The Land and Water Conservation Fund, signed into law 50 years ago, has played a role in providing additions to national parks, national wildlife refuges and national forests, and has contributed to habitat preservation. "In Washington state," Cantwell said, "the LWCF has helped preserve places like the Columbia River Gorge, Lake Chelan, and Olympic National Park, and it has improved management of our public lands." The fund also provides matching grants to states and communities so they can create and protect local parks, trails and greenspaces.
But despite boasting a long list of successes and playing a vital role in the conservation of wilderness areas, the Land and Water Conservation Fund has become a target for critics in the Republican-led Congress. Both the Senate and the House have passed nonbinding resolutions that would allow for the transfer of federal public lands to the states, with the exception of national parks and monuments. In other words, there are some in Congress who see no problem with land now owned by all of the people potentially being auctioned off by a cash-strapped state. In other words, there are some in Congress who believe that allowing "increased resource production" — as called for in the House resolution — is preferable to unfettered, pristine natural beauty.

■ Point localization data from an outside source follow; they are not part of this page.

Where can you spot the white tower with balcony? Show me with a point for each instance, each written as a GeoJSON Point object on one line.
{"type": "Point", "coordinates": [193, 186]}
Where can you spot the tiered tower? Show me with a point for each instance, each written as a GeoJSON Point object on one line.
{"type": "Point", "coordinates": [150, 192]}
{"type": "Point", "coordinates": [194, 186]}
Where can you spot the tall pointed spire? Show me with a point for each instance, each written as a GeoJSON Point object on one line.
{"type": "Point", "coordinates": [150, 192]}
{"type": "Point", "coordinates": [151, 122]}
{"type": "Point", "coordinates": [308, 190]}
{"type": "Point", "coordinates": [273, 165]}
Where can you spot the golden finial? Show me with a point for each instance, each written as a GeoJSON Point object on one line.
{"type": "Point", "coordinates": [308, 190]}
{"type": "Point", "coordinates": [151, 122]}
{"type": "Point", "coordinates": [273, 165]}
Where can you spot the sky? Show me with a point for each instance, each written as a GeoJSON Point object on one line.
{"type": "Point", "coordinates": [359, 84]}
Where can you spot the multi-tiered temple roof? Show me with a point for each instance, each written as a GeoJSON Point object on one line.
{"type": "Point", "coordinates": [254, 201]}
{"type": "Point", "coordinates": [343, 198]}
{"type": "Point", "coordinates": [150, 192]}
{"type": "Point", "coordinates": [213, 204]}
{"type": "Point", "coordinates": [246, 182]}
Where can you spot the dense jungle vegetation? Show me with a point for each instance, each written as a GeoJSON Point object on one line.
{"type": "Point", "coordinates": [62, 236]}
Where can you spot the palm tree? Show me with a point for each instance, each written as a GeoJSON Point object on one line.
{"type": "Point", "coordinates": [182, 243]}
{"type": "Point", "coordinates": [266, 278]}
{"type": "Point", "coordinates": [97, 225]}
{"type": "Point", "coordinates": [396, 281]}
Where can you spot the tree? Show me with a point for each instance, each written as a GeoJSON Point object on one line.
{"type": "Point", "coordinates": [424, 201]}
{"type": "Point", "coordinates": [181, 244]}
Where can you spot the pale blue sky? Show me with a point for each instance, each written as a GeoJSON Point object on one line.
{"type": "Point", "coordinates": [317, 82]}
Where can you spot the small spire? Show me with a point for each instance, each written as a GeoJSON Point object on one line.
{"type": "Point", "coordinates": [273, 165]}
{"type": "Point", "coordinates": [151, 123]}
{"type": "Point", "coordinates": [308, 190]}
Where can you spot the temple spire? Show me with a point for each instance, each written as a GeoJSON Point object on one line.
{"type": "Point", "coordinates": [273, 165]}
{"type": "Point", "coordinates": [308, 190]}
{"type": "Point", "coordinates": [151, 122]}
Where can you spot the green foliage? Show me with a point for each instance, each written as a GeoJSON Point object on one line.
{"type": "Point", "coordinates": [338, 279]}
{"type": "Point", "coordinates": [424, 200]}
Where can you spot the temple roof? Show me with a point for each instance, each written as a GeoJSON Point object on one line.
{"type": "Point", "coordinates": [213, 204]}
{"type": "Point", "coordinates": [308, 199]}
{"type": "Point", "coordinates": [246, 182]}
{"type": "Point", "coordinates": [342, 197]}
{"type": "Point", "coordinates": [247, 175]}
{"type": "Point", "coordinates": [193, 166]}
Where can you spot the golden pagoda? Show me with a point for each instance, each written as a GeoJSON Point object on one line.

Today, Cantwell's committee, chaired by Lisa Murkowski, R-Alaska, will hear testimony "on the reauthorization of and potential reforms to" the fund, and we'll make this easy for them: The Land and Water Conservation Fund should be permanently reauthorized before it expires in September. A bill currently in the House would provide such reauthorization, and it borrows language from a Senate bill sponsored by Cantwell earlier this year. Rep. Dave Reichert, R-Wash., is the only Northwest representative who has signed on to the proposal thus far, and we urge Rep. Jaime Herrera Beutler, R-Camas, and other regional representatives to lend their support.
Meanwhile, the debate in Congress is disconcerting to supporters of the fund. For example, the buzz word of "reforms" in the committee's hearing agenda all too often means budget cuts that gut programs regardless of their proven effectiveness.
The Land and Water Conservation Fund is supported not through taxes, but primarily through fees on companies that drill for oil and gas on the continent's outer shelf. As Wilderness.org explains, "The Land and Water Conservation Fund is based on a simple idea: When you deplete the earth's finite natural resources, some of the proceeds should pay to strengthen conservation." Since the 1970s, funding has been set at $900 million annually, but money routinely has been diverted away from the fund and used for other purposes.
All of this is problematic for a fund that helps ensure the wilderness and the public access that help define the United States. Having vast swaths of land owned by the people and for the people is sacrosanct and should be protected by Congress.